Simpson’s diversity index (also called concentration index) was published by British statistician Edward Hugh Simpson (born 1922, living in Oxfordshire), who is mostly famous for his formulation of Simpson’s paradox. E.H.Simpson published the index in the 1949’s Nature’s paper entitled Measurement of diversity. It quantifies the probability that two individuals took independently (without replacement) from the sample will be of the same species. With increasing diversity the index actually decreases (two individuals have the highest chance to be of the same species if the sample actually has only one species), so more often the one complement (1-Simpson) or reciprocal (1/Simpson) values are used, also known as Gini-Simpson index or Hurlbert’s PIE (probability of interspecific encounter, Hurlbert 1971).
So here we go – no reason to confuse them anymore!
- Hurlbert, S.H. 1971. The nonconcept of species diversity: A critique and alternative parameters. Ecology, 52: 577–586.
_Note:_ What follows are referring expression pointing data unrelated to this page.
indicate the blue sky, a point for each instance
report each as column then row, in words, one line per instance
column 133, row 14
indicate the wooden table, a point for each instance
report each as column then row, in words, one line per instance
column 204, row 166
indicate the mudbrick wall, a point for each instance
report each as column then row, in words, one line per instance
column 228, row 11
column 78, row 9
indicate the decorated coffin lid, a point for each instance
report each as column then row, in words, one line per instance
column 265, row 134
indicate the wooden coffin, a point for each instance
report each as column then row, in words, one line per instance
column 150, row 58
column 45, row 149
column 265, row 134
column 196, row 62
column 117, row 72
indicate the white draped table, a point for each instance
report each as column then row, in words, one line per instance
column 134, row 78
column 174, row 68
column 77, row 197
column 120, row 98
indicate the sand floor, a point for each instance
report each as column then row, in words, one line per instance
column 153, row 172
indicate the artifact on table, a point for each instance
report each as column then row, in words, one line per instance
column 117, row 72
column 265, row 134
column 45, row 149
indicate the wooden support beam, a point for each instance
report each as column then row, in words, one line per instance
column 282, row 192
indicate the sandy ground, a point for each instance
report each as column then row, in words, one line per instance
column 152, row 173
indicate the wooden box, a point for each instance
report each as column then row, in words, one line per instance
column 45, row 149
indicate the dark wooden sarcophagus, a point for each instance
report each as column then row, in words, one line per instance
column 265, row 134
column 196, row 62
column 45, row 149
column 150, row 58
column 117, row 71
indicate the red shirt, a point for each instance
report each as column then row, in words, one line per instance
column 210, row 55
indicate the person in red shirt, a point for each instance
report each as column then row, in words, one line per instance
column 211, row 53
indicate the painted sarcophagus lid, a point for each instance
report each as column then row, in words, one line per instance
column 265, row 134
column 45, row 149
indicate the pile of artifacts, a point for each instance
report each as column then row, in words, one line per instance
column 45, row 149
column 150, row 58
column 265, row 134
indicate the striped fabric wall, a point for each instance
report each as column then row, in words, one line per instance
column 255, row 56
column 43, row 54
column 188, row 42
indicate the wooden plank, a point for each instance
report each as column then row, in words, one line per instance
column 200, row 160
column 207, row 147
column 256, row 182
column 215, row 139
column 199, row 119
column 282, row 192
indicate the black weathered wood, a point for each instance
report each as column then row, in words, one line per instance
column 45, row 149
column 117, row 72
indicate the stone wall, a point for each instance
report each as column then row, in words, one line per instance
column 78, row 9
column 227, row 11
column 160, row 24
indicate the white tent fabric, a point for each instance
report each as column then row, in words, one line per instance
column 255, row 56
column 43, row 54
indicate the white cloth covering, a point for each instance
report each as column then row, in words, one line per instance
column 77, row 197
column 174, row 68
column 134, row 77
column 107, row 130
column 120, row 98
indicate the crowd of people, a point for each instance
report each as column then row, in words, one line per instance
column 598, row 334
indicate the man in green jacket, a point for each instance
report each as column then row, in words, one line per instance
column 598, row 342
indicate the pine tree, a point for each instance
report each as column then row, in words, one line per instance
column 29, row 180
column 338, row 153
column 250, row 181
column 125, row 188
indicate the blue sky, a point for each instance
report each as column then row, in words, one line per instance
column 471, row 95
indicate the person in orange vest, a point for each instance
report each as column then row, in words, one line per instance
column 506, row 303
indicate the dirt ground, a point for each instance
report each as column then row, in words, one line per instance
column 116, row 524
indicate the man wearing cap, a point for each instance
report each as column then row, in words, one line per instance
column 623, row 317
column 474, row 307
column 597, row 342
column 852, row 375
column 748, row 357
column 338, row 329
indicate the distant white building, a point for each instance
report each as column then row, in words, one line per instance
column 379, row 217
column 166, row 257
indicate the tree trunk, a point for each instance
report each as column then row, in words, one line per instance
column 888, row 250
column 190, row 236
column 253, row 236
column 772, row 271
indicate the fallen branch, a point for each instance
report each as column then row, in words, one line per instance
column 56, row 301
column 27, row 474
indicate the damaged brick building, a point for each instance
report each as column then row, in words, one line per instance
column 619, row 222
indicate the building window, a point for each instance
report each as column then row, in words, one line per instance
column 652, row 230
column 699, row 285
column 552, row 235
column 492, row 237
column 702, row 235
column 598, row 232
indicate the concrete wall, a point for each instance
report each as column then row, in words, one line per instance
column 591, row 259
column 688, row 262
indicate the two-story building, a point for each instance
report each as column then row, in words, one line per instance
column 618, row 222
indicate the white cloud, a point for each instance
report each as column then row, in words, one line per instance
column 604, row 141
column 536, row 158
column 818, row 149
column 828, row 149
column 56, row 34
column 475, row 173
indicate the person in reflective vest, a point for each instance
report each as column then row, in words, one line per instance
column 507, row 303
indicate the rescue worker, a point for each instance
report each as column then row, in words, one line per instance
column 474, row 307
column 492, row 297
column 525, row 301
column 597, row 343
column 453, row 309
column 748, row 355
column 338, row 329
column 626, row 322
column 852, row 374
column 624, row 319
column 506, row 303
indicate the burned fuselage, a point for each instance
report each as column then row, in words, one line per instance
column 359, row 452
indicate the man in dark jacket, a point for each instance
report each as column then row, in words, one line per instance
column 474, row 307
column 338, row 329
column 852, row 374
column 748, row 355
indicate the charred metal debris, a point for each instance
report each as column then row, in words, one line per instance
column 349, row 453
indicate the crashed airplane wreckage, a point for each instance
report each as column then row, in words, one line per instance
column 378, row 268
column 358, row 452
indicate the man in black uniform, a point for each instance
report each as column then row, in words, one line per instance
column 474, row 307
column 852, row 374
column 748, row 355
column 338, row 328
- Koleff, P. Gaston, K.J. & Lennon, J.J. 2003. Measuring beta diversity for presence-absence data. Journal of Animal Ecology, 72: 367-382.
- Lennon, J.J., Koleff, P., Greenwood, J.J.D. & Gaston, K.J. 2001. The geographical structure of British bird distributions: diversity, spatial turnover and scale. Journal of Animal Ecology, 70: 966-979.
- Simpson, E.H. 1949 Measurement of diversity. Nature, 163: 688.
- Simpson, G.G. 1943. Mammals and the nature of continents. American Journal of Science, 241: 1-31.
- Simpson, G.G. 1960. Notes on the measurement of faunal resemblance. American Journal of Science, 258-A: 300-311.